À propos de Triangle, il me faut ici préciser que notre continent tire probablement son nom de sa forme observée depuis l’espace, depuis le vaisseau de nos ancêtres. Ni les survivants de l’Estérion ni les générations qui leur ont succédé n’ont un jour entrepris d’établir une cartographie globale et fiable de leur planète d’adoption. Hormis les lakchas de chasse, que les troupeaux de yonks entraînent parfois dans de longues errances, aucun d’entre nous n’a encore trouvé le vrai courage de quitter les ventres rassurants et féconds des mathelles, d’explorer le Triangle, encore moins de découvrir de nouveaux continents. Des groupes de reconnaissance expédiés au début de l’été sont déjà rentrés au bercail comme des bêtes domestiques effrayées par les grands horizons et pressées de regagner leur étable, leur litière, leur mangeoire, leur joug… Nous sommes issus d’un peuple enfermé pendant cent vingt ans dans une prison de métal. Sans doute plusieurs générations seront-elles nécessaires aux descendants de l’Estérion pour se défaire de leurs inhibitions, pour lever la tête, pour se risquer sur les grands espaces. De l’expédition de ces groupes, il ressort que les terres du sud et de l’est présentent les mêmes caractéristiques que les plaines où nous avons élu domicile. On y trouve des sources en abondance, tantôt froides, tantôt chaudes, une autre variété de céréale d’un goût légèrement amer, des fruits insipides mais comestibles, d’immenses troupeaux de yonks sauvages… Nous aurons donc la possibilité d’y fonder de nouveaux mathelles, de nous étendre, de prendre nos aises.

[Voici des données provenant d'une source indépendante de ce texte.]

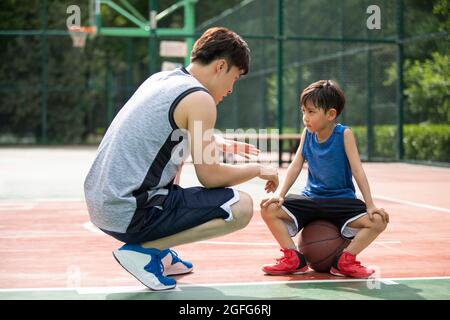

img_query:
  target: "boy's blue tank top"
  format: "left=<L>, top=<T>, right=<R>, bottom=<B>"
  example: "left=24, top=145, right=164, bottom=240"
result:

Je n’aime pas l’hivernage. Je ne lui conteste pas un certain charme, surtout pour qui aime jouir de la chaleur des clans maternels rassemblés devant le feu, mais il m’empêche de quitter la maison familiale et de m’isoler dans mon caveau secret lorsque j’en ressens le besoin. Et mes besoins en solitude vont sans cesse croissant depuis que j’ai entamé la rédaction de ce journal. Je me suis fixé une ligne de conduite qui est de ne jamais donner d’explication sur mes absences prolongées. Pas même à Elleo, que mon mutisme rend fou autant, peut-être même davantage que mes disparitions elles-mêmes. Ni mes baisers ni mes caresses ne suffisent à le rassurer, à estomper le tourment dans ses yeux. Lorsque je me couche contre lui, il me respire et me lèche de la tête aux pieds, il m’étreint avec une telle force, une telle rage que mes os semblent sur le point d’éclater. À maintes reprises, j’ai failli lui ouvrir ma porte intime, accueillir en moi son sexe vibrant, à la fois si viril et fragile, mais à chaque fois je me suis ressaisie, estimant que je le perdrais à jamais si je cédais à la tentation. Non que je juge amorale ou répugnante l’union physique entre un frère et une sœur – je crois avoir déjà précisé que l’interdit, exprimé ou tacite, me fascine… -, mais je reste convaincue que, pour ne pas épuiser notre amour, nous devons maintenir coûte que coûte le désir inassouvi, chérir l’élan sublime qui nous pousse à nous rechercher en toutes circonstances comme deux moitiés d’un même corps et d’une même âme qui aspirent sans cesse et sans succès à s’emboîter. C’est la force de l’attraction qui m’anime et non l’accomplissement des désirs ; la vigilance sur le chemin et non la jouissance de la terre promise. À la question de Sgen, ma mère, qui me demande souvent pourquoi on ne me voit jamais avec un garçon d’une autre famille, je réponds que je suis encore trop jeune pour fonder un foyer.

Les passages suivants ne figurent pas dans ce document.